— Да, я лучше знаю… — многозначительно процедил Реммер.
Он нажал кнопку. Ворвались двое палачей, принялись избивать Назимова резиновыми палками. И — снова вопросы в том же порядке. Ответы Назимова были прежними. Опять избиение, опять допрос.
Стараясь запутать узника, Реммер утверждал, что Задонов признался во всем.
— Вам осталось вызвать его на очную ставку, — тихо, но твердо проговорил Баки.
Чувствуя свое бессилие перед пленником, Реммер вскочил с места, вплотную приблизился к Назимову.
— Почему вы упираетесь, осел? — В голосе его слышалась угроза. — Ведь Германия все равно победит Россию.
— Конец войны покажет, за кем останется победа, — ответил Назимов.
— Это будет победа войск фюрера! — теряя самообладание, вскричал гестаповец.
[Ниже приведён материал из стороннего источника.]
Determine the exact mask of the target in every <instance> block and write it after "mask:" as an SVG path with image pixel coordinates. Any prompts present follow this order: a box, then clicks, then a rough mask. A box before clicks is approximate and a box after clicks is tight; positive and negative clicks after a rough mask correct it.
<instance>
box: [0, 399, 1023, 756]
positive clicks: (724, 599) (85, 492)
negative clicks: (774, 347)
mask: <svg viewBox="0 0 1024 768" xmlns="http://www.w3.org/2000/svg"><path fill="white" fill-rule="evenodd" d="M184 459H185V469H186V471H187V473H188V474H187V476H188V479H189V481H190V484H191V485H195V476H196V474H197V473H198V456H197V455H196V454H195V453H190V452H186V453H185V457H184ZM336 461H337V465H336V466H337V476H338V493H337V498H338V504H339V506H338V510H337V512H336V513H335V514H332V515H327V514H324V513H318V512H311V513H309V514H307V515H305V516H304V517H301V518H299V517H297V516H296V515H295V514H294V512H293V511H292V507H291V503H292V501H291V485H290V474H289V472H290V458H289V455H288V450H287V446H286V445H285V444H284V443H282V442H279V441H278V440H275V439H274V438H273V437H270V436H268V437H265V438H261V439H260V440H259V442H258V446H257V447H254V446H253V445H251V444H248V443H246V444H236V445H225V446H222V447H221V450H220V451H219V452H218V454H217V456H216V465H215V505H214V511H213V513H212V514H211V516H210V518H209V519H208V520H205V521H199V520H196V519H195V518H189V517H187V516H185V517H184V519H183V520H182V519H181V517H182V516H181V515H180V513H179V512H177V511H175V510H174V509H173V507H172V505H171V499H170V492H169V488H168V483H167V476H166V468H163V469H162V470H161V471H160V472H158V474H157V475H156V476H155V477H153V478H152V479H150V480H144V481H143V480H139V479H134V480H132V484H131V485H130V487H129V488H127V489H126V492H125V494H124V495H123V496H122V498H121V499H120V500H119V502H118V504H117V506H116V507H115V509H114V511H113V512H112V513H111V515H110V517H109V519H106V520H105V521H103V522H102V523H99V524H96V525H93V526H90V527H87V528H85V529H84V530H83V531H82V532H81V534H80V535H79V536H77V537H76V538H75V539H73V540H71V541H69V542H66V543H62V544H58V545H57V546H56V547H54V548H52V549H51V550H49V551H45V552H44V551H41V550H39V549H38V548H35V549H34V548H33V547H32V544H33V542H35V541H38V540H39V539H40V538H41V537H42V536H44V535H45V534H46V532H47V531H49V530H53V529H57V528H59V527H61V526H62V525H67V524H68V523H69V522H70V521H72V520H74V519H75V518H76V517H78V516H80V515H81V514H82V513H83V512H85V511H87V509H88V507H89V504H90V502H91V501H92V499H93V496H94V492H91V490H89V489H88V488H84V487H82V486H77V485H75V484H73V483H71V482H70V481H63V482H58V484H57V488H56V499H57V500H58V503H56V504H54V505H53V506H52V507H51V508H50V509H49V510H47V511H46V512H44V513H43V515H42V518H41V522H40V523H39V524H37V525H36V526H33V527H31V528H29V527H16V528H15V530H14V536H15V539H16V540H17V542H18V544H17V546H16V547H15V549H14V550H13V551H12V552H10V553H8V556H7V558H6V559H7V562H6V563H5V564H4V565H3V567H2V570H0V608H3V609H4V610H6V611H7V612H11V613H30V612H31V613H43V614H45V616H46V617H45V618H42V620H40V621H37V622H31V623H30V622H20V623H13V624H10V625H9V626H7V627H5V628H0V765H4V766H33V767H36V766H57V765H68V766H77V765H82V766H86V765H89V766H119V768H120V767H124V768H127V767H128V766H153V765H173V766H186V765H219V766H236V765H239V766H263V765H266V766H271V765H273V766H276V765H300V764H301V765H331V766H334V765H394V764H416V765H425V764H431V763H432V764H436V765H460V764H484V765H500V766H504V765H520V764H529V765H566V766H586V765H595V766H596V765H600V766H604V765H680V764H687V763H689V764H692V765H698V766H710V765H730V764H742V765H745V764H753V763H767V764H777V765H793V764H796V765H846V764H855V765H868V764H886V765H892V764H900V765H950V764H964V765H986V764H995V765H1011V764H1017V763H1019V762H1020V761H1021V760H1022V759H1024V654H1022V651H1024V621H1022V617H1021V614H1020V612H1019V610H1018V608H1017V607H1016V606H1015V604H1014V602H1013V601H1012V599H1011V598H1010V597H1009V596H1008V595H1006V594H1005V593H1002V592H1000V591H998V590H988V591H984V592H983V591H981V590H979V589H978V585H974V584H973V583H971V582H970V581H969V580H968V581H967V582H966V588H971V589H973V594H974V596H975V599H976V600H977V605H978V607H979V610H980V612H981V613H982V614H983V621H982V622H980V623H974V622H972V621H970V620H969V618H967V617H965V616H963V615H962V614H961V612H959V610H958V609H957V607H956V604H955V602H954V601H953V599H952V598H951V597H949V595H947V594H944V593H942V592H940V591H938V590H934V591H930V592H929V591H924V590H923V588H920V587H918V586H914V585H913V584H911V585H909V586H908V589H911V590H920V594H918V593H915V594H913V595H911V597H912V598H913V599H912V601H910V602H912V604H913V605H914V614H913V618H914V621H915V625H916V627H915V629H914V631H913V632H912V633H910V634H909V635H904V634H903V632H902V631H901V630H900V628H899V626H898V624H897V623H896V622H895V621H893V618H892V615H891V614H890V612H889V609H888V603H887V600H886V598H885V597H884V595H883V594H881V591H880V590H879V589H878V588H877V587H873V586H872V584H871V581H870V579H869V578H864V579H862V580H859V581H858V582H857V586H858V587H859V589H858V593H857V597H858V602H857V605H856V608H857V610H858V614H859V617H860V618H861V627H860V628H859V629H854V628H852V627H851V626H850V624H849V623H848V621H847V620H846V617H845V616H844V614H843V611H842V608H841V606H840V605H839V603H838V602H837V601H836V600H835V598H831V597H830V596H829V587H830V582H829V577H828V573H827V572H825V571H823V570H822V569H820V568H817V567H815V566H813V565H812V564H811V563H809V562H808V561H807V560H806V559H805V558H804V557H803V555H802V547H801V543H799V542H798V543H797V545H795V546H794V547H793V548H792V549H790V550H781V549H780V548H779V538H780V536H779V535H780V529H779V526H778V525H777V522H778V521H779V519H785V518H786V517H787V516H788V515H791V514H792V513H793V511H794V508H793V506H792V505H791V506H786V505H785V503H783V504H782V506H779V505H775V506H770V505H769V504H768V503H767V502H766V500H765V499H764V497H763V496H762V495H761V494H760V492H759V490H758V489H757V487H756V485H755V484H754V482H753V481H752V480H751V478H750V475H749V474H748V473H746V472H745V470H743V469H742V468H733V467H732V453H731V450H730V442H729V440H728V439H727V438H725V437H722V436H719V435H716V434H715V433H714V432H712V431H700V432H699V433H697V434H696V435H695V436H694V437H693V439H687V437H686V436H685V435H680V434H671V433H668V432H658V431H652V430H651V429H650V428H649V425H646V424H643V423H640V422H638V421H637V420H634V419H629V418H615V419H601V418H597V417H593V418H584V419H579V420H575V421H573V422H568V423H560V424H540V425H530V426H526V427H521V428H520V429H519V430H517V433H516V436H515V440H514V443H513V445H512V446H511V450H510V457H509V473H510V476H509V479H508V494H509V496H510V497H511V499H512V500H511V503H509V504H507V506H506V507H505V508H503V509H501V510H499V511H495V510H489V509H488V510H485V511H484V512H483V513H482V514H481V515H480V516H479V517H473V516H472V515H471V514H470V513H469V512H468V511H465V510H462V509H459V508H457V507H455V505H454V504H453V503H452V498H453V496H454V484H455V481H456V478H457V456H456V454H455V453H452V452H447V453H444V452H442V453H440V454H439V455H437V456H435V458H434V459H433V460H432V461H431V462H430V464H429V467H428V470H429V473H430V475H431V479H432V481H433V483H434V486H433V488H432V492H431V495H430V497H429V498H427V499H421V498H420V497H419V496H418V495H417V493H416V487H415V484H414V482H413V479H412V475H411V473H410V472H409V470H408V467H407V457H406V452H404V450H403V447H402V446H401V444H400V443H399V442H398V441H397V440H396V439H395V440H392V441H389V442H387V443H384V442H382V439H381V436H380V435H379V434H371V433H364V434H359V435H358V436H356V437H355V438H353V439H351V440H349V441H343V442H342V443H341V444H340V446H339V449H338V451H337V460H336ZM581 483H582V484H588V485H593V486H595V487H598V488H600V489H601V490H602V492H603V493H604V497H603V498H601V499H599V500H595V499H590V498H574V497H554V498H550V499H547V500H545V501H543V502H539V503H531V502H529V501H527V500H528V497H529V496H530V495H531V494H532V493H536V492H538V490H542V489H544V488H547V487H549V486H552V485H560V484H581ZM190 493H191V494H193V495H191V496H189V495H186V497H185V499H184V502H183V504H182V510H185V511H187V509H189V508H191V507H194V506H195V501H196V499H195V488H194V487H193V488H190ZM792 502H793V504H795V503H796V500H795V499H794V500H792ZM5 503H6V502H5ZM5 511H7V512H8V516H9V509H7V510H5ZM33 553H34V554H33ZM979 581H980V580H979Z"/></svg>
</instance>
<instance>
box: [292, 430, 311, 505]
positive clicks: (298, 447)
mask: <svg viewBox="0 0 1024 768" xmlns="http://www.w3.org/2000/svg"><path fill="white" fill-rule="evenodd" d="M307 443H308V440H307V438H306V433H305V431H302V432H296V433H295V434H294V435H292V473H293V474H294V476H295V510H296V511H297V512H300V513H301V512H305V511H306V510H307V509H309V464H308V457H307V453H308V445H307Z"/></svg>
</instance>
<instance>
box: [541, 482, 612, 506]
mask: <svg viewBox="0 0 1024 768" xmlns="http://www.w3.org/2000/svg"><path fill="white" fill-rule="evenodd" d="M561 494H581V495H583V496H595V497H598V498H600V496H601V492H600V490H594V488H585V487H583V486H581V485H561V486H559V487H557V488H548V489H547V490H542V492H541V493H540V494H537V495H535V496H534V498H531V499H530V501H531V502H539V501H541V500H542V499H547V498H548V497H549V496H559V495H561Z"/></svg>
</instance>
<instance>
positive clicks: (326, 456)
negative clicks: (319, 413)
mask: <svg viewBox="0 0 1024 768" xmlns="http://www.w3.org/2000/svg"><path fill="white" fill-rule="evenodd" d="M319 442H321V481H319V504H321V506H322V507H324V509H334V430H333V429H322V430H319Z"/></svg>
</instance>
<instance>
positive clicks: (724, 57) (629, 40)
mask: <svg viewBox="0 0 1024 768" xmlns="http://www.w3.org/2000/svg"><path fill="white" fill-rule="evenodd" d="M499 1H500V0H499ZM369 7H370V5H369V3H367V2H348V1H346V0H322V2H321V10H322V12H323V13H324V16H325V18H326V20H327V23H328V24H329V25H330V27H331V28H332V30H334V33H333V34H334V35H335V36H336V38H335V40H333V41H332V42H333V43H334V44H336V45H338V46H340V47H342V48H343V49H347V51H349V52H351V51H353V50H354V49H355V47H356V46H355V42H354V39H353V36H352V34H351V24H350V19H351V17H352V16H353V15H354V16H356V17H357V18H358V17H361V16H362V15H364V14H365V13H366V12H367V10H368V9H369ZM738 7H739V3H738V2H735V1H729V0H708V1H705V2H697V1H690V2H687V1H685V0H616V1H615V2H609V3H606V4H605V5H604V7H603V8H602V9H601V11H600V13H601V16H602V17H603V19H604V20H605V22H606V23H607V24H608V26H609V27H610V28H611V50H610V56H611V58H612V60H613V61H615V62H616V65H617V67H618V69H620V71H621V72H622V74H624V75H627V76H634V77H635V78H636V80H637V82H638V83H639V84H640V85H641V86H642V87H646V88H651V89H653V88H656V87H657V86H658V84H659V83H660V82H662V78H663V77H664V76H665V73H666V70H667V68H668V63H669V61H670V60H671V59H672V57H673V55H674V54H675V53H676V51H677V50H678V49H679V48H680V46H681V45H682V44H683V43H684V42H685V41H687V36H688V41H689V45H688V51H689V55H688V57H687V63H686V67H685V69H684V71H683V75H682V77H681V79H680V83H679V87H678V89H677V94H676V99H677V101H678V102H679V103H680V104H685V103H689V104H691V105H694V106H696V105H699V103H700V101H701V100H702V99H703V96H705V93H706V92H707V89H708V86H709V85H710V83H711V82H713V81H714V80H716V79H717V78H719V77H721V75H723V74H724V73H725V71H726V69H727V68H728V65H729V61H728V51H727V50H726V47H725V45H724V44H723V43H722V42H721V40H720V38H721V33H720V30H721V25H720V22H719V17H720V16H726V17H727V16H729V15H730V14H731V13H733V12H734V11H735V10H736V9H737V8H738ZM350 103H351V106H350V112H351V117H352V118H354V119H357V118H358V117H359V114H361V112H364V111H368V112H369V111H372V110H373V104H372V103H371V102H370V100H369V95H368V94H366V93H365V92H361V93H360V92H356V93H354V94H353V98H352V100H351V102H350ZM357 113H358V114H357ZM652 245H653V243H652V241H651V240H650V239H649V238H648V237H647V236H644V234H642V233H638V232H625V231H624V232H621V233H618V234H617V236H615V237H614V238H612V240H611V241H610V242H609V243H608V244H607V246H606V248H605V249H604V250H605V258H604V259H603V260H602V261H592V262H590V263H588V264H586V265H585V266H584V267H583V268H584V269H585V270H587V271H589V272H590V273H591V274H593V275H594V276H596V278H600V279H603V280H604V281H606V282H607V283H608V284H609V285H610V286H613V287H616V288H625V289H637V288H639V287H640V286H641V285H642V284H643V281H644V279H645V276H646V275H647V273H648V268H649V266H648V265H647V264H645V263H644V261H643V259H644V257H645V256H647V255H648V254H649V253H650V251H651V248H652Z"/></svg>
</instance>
— Некий гусак хвастался, что способен нести яйца, — через силу усмехнулся Назимов.
— Что вы там бормочете? — не понял Реммер.
— Я вспомнил одну нашу веселую народную поговорку. Хотите послушать?..
Реммер хлопнул крышкой золотого портсигара, собираясь закурить.
— Неплохая поговорка, — прошипел он. — Я загоню вас в такую дыру, откуда можно будет выйти лишь после того, как этот самый гусак снесет яйцо. Вы еще вспомните меня!
После этого палачи временно отступились от обоих пленников — то ли занялись другими, более важными и срочными делами, то ли готовили какой-то «сюрприз». Назимов и Задонов оставлены в покое.
Вот уже несколько дней их никуда не вызывают. Друзья отдыхают, набираются сил. А в других камерах постоянное движение, крики, стоны. Прежние знакомцы не откликаются на стук. Их не видно и во время прогулок. Новыми приятелями надо обзаводиться осторожно.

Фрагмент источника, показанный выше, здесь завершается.